Recommendations and Extraction of Clinical Variables of Pediatric Multiple Sclerosis Using Common Data Elements.

作者信息

Newland Pamela, Newland John M, Hendricks-Ferguson Verna L, Smith Judith M, Oliver Brant J

机构信息

Questions or comments about this article may be directed to Pamela Newland, PhD RN CMSRN, at

出版信息

J Neurosci Nurs. 2018 Jun;50(3):171-176. doi: 10.1097/JNN.0000000000000368.

Abstract

PURPOSE

The purpose of this article was to demonstrate the feasibility of using common data elements (CDEs) to search for information on the pediatric patient with multiple sclerosis (MS) and provide recommendations for future quality improvement and research in the use of CDEs for pediatric MS symptom management strategies Methods: The St. Louis Children's Hospital (SLCH), Washington University (WU) pediatrics data network was evaluated for use of CDEs identified from a database to identify variables in pediatric MS, including the key clinical features from the disease course of MS. The algorithms used were based on International Classification of Diseases, Ninth/Tenth Revision, codes and text keywords to identify pediatric patients with MS from a de-identified database. Data from a coordinating center of SLCH/WU pediatrics data network, which houses inpatient and outpatient records consisting of patients (N = 498 000), were identified, and detailed information regarding the clinical course of MS were located from the text of the medical records, including medications, presence of oligoclonal bands, year of diagnosis, and diagnosis code.

RESULTS

There were 466 pediatric patients with MS, with a few also having the comorbid diagnosis of anxiety and depression.

CONCLUSIONS

St.
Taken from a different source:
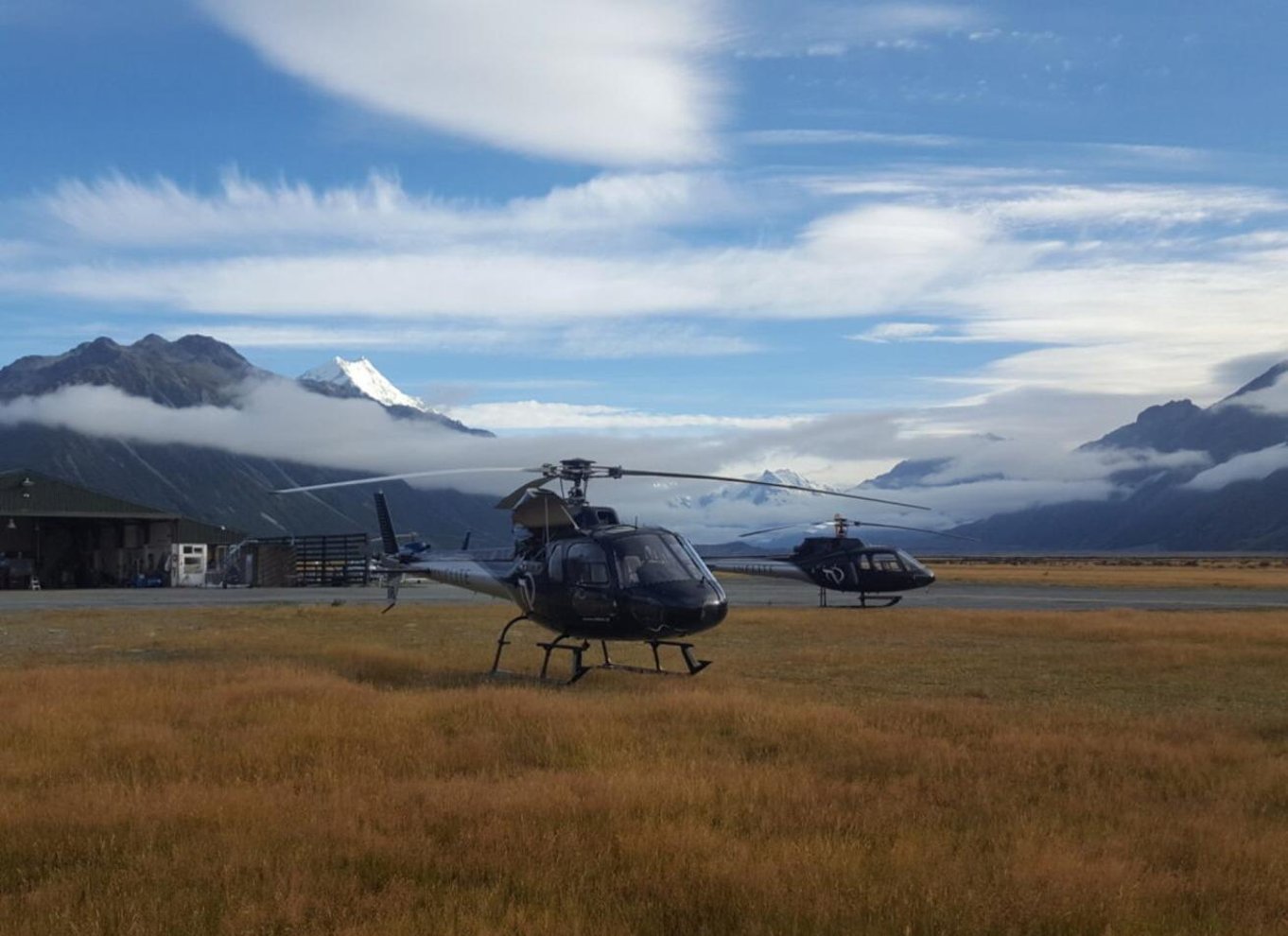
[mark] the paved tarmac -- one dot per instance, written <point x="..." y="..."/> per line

Louis Children's Hospital/WU pediatrics data network is one of the largest databases in the United States of detailed data, with the ability to query and validate clinical data for research on MS. Nurses and other healthcare professionals working with pediatric MS patients will benefit from having common disease identifiers for quality improvement, research, and practice. The increased knowledge of big data from SLCH/WU pediatrics data network has the potential to provide information for intervention and decision-making that can be personalized to the pediatric MS patient.

摘要

目的

本文旨在证明使用通用数据元素(CDEs)搜索多发性硬化症(MS)儿科患者信息的可行性,并为未来在使用CDEs进行儿科MS症状管理策略方面的质量改进和研究提供建议。方法:对圣路易斯儿童医院(SLCH)、华盛顿大学(WU)儿科数据网络进行评估,以确定从数据库中识别出的CDEs在儿科MS中的使用情况,包括MS病程中的关键临床特征。所使用的算法基于《国际疾病分类》第九/十版编码和文本关键词,从一个去识别化数据库中识别患有MS的儿科患者。从SLCH/WU儿科数据网络协调中心获取数据,该中心保存了包括患者(N = 498000)的住院和门诊记录,并从病历文本中找到有关MS临床病程的详细信息,包括用药情况、寡克隆带的存在、诊断年份和诊断编码。

结果

有466名患有MS的儿科患者,其中少数还伴有焦虑和抑郁的合并诊断。

结论

圣路易斯儿童医院/WU儿科数据网络是美国最大的详细数据数据库之一,有能力查询和验证用于MS研究的临床数据。照顾儿科MS患者的护士和其他医疗保健专业人员将受益于拥有通用疾病标识符,以促进质量改进、研究和实践。从SLCH/WU儿科数据网络中增加的大数据知识有可能为干预和决策提供信息,这些信息可以针对儿科MS患者进行个性化定制。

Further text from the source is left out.